• Doctor
  • GP practice

Archived: North Park Health Centre

290 Knowsley Road, Bootle, Merseyside, L20 5DQ (0151) 922 3841

Provided and run by:
North Park Health Centre

Important: The partners registered to provide this service have changed. See new profile

All Inspections

13 May 2014

During an inspection looking at part of the service

Staff told us there were never sufficient appointments for all patients who rang or came to the practice to be seen the same day and that patients would be advised to ring or queue again the following day. We found vaccines stored in three fridges. We found vaccines for meningitis in two of the fridges which were out of date by three months. We found three samples had been stored in a fridge for between four and 20 days and so were not fit for testing.

There were no checks in place to confirm what cleaning duties had been completed and to monitor if hygiene standards were being met. We noted hand gel and some soap dispensers were empty and the cleaning supplies cupboard was disorganised, with no clear instructions as to which materials were to be used in each area of the practice. We looked in the cupboards and storage units of the treatment rooms and found a number of single use instruments, sterile supplies and needles were out of date.

The practice currently had one day of a practice nurse and up to two days of a nurse prescriber each week. This meant there was an increased risk patients were not seen in a timely manner.The Registered Manager told us the three GP partners had not met to discuss staffing levels in the last 12 months and that they had been unable to agree funding to increase clinical and administration staffing to cover existing vacancies and absences.

We found the patient electronic records were incomplete and inaccurate.

28 January 2014

During an inspection looking at part of the service

We last inspected North Park Health Centre in July 2013. At that time we judged the practice was failing to meet key regulations. On this inspection we checked to see whether improvements had been made.

We found improvements had been made in a number of areas. For example in how patients' views and experiences were taken into account in the way the service was provided. We also found the service had developed systems to identify the possibility of abuse, including providing training for staff. The practice had also improved their complaints system.

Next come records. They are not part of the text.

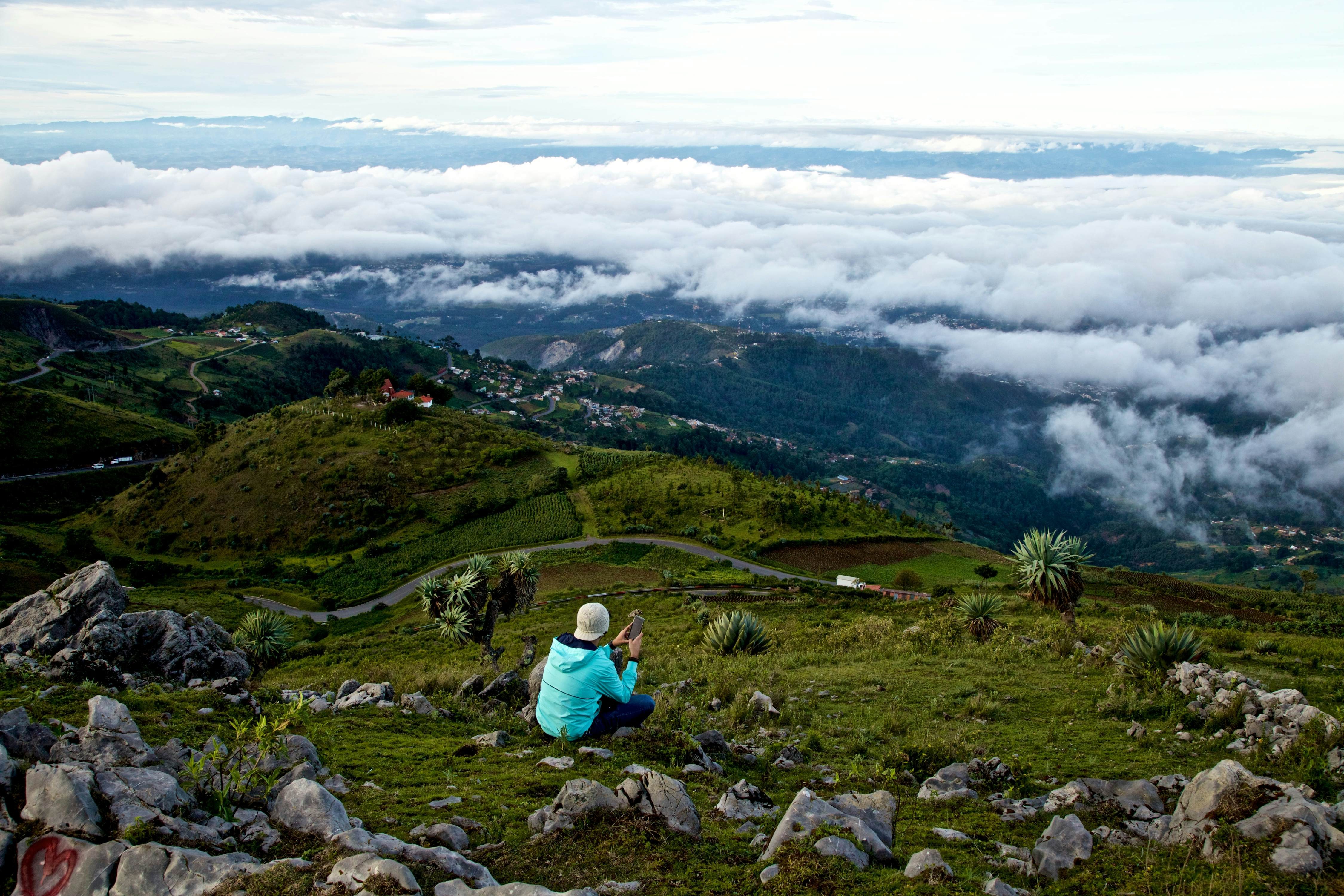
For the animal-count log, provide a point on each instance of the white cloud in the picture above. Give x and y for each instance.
(1165, 289)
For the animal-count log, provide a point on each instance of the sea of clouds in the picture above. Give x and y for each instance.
(1158, 289)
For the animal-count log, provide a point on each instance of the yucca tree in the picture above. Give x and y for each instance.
(1049, 567)
(1158, 648)
(980, 612)
(468, 609)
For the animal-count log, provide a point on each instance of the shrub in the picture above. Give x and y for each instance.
(737, 632)
(980, 612)
(1158, 648)
(265, 636)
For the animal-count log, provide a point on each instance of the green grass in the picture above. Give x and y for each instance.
(901, 703)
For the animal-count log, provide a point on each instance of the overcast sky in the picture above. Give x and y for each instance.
(1197, 68)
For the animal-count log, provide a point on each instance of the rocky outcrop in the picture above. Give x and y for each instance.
(1062, 846)
(111, 739)
(47, 621)
(157, 643)
(310, 808)
(1277, 717)
(810, 812)
(654, 794)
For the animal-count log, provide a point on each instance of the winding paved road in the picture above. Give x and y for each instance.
(44, 369)
(404, 592)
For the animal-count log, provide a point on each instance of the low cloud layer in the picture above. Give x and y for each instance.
(1168, 289)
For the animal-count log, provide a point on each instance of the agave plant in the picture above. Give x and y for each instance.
(737, 632)
(1049, 567)
(1158, 648)
(980, 612)
(264, 636)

However, as previously found in July 2013 the practice was not meeting the required standards in three other areas. Although some improvements were found, we identified that further action was required in order to meet regulations. For example in how the practice recruited staff. We found omissions evident in the personnel files for five staff employed by the practice since our last inspection.

We also found the practice did not have suitable arrangements to ensure clinical staff received appropriate support and training through appraisals or supervision/ support meetings.

We found there was not an effective system to regularly assess and monitor the quality of the service that patients receive. For example the GP told us there were no formal meetings to monitor how the practice was performing against the Quality and Outcomes Framework (QOF) measures.

16 July 2013

During a routine inspection

Patients commented upon the length of time it took to get through to the practice when making an appointment to see a General Practitioner (GP) or nurse. One person we spoke with told us; 'You can ring at 8-00am and wait for 30 minutes before getting through. By then all the appointments are gone for that day and you have to do the same the next morning."

Patients we spoke with told us they had confidence in the doctor they knew well. However they often saw a variety of doctors who did not know their medical history.

The GP confirmed that until June 2013 there had been no designated safeguarding lead for the practice. They have now taken on this role however have not yet attended the level 3 training required. Staff had not received training regarding child protection or safeguarding vulnerable adults.

The practice did not have a recruitment policy in place and we found evidence of inconsistencies in the recruitment procedures carried out.

The practice did not have a formal system of support for staff to gain suitable skills to meet people's needs. We found no evidence of processes in place to ensure the regular appraisal or supervision of reception staff and the practice nurse.

There was no effective system to regularly assess and monitor the quality of service that patients received, for example regarding how complaints were dealt with.

Paper records for summarising, scanning and coding were not stored securely.